Jesus clearly does something radically new here. Rather than thinking of the blood of the lamb only in terms of taking away sin, Jesus seems to add the idea of taking on life; specifically taking on his life. Instead of blood as life for life, Jesus introduces his blood as life in life. Having saved us from death by shedding his blood, he gives us new life by our drinking his blood. “Since we have now been justified by Christ’s blood,” Paul writes, “how much more shall we be saved from God’s wrath through him!” Guarded by Christ’s blood and its guarantee of ultimate justice, we are freed to love our enemies and pray for our persecutors; forgiving them just as Jesus forgave us. We can do this because of Christ’s life in us.
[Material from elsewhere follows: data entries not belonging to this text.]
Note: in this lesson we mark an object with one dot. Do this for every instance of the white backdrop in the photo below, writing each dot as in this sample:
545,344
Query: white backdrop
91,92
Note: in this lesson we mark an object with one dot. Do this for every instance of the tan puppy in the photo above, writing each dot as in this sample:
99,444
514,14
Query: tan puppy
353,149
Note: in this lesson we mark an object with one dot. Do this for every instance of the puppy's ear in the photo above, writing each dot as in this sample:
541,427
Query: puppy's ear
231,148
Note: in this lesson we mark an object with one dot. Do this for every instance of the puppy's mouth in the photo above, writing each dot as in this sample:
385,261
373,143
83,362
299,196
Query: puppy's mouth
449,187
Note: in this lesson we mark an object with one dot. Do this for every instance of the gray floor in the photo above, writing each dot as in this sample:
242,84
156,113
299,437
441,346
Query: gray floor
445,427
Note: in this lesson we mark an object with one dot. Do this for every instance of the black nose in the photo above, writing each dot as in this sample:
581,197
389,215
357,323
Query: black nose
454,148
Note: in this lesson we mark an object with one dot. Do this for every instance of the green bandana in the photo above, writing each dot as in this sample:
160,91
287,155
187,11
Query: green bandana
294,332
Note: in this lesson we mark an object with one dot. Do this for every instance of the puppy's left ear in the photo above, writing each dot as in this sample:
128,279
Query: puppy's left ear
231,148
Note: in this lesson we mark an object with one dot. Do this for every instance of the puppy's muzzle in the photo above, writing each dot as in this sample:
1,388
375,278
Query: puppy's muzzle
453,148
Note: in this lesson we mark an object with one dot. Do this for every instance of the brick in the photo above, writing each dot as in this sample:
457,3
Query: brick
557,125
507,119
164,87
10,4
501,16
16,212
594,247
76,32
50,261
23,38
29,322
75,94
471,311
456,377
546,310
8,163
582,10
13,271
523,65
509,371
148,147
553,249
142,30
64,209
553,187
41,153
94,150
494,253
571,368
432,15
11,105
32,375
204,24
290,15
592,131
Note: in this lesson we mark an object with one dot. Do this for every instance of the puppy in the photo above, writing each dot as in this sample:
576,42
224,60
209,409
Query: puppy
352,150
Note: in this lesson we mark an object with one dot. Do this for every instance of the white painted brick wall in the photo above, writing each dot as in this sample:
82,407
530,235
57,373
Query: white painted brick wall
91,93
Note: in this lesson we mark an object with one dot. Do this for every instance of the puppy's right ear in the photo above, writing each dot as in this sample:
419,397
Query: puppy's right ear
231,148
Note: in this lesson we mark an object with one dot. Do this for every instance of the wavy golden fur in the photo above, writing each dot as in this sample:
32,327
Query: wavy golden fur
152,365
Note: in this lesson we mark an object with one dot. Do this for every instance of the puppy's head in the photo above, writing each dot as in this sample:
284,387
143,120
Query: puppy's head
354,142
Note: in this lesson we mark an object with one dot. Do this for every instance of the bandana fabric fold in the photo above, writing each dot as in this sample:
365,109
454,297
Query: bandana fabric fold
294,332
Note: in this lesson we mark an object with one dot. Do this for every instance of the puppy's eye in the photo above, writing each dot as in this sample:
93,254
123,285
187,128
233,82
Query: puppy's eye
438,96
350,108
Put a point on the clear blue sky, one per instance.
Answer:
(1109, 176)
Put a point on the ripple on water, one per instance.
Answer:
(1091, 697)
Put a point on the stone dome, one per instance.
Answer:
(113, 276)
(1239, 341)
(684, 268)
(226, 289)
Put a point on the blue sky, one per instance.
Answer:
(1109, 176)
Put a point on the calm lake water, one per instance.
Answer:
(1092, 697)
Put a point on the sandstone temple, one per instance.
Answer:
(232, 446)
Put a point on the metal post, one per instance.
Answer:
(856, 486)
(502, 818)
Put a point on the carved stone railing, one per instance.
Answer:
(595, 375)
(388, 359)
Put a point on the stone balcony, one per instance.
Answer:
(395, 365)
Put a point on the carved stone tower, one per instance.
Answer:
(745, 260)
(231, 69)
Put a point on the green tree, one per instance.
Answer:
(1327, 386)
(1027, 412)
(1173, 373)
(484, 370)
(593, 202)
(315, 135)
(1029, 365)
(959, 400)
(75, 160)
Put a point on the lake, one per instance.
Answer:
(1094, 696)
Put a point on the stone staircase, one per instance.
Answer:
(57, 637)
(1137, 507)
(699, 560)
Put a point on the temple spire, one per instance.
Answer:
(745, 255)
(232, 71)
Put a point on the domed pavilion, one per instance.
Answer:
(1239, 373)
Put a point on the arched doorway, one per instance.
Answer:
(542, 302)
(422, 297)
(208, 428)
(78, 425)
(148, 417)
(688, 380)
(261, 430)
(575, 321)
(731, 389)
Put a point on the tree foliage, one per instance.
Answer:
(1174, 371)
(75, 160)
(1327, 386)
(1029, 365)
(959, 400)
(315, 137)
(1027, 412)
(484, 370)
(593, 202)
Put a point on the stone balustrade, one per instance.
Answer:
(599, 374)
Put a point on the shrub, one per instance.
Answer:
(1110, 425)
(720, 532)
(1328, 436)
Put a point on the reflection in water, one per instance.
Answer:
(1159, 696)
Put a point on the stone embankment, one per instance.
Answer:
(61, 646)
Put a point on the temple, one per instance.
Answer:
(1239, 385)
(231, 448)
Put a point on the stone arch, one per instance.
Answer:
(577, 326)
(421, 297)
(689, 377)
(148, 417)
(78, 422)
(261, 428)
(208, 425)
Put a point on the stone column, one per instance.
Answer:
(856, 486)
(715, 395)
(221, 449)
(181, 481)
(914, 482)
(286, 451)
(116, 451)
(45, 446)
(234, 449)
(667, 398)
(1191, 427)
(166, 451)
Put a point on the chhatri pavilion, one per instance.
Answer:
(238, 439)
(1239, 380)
Satan entered Judas, but we drink in Jesus.
Paul calls it a mystery: “Christ in you, the hope of glory”―a glory Jesus alludes to in verse 25: “I tell you the truth, I will not drink again of the fruit of the vine until that day when I drink it new in the kingdom of God.” By calling the cup “the fruit of the vine,” Jesus acknowledges that its contents are not literally his blood, much to the relief of the devoutly Jewish disciples. But by also announcing he would not drink again, Jesus indicated that his death was literal, and coming soon. However for those who made the connection between death and sacrifice, between blood and redemption, between death and resurrection, the hope of glory was evident. The offending cup of death and indictment ferments into the redeemed wine of gladness and victory―a new covenant in his blood shed for you. The same chapter in Jeremiah that promised the new covenant, paints a portrait of glory: “The Lord’s redeemed will come and sing for joy on the heights of Zion; their faces radiant over the lavish bounty of the LORD—the abundant grain, the new wine and the fresh olive oil, flocks of sheep and herds of cattle. They will be like a well-watered garden, and all their sorrows will be gone. … I will be their God, and they will be my people. … I will forgive their wickedness and will remember their sins no more.” Whenever you eat this bread and drink this cup, you proclaim Christ’s death and this hope, until the Son of Man comes again.